Rezension

Tindersticks

The Hungry Saw


Highlights: The Flicker Of A Little Girl // The Other Side Of The World // The Turns We Took
Genre: Indiepop // Shoegaze
Sounds Like: Stuart A. Staples // The Devastations // The Walkabouts

VÖ: 25.04.2008

Da waren es nur noch drei. Nach dem Ausstieg von Mark Caulwill, Alasdair Macaulay und Dickon Hinchcliffe ist auf „The Hungry Saw“ nur noch die Hälfte der ursprünglichen Originalbesetzung zu hören. Dieser Radikalschnitt sorgte im Vorfeld der Veröffentlichung für allerhand Gesprächsstoff. Besonders ohne Hinchcliffe, die tragende Säule der Streicher –Arrangements, sei es wohl um die Band geschehen, die nach den zwei Totalausfällen „Simple Pleasure“ und „Can Our Love…“ nur mit viel Mühe durch das letzte Album „Waiting For The Moon“ die alten Fans wieder für sich gewinnen konnte.

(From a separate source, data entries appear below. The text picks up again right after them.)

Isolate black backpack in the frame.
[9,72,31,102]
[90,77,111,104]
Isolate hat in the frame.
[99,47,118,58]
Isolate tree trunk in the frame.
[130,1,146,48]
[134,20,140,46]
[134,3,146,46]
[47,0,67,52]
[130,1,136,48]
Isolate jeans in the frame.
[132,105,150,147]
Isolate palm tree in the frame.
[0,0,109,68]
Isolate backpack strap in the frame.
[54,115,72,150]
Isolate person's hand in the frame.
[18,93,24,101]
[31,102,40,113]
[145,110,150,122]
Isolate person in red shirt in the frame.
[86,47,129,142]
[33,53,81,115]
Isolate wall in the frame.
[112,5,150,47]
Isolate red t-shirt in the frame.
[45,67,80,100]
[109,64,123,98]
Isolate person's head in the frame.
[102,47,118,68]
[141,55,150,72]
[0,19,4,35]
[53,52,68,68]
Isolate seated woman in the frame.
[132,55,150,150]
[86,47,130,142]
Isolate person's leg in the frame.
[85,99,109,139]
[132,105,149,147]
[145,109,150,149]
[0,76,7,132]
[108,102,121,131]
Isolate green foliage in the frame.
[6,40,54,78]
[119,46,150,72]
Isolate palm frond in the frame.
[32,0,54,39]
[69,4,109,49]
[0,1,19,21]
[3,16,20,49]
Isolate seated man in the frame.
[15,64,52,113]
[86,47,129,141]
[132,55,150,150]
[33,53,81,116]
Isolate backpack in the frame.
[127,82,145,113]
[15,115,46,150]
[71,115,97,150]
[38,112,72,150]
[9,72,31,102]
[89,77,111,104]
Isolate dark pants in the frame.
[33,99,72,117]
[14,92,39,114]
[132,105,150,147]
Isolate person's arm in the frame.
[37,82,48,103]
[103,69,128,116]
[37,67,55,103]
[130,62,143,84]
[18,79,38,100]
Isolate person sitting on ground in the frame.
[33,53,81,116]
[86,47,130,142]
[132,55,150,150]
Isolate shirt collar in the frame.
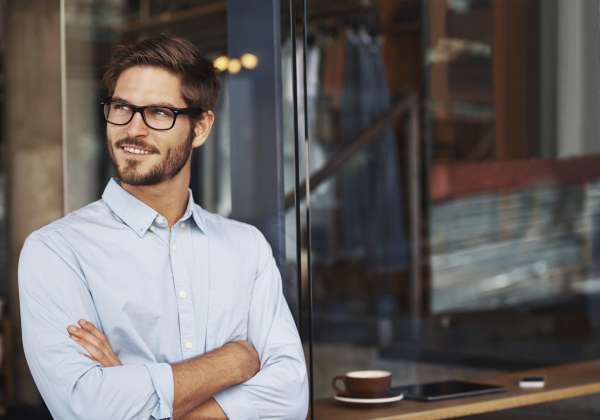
[102,178,205,237]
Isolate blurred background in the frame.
[5,0,600,419]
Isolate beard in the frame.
[107,129,194,186]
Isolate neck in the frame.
[121,162,190,229]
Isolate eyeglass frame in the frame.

Aber vielleicht war ja gerade dieser Neuanfang nötig, um die Tindersticks wieder zu ihren alten Stärken finden zu lassen und sich trotzdem als Band neu zu erfinden.

Vom Bombast-Soul der beiden erwähnten Schandflecke der Bandhistorie haben sich die Mannen um Chefexzentriker Stuart Staples Gott sei Dank weitestgehend verabschiedet. Man ist wieder ein wenig zu den Wurzeln zurückgekehrt, auch wenn die bedrückende Traurigkeit vergangener Tage einer eher hoffnungsfrohen Stimmung gewichen ist. Obwohl die Tindersticks mit Sicherheit einige der melancholischsten Songs geschrieben haben und man als Fan gerade diese Trauerklöße immer besonders zu schätzen gewusst hat, so freut man sich beim Hören von „The Hungry Saw“ trotzdem ein Stück weit mit der Band, die auf ihre alten Tage endlich ihre Lockerheit gefunden zu haben scheint.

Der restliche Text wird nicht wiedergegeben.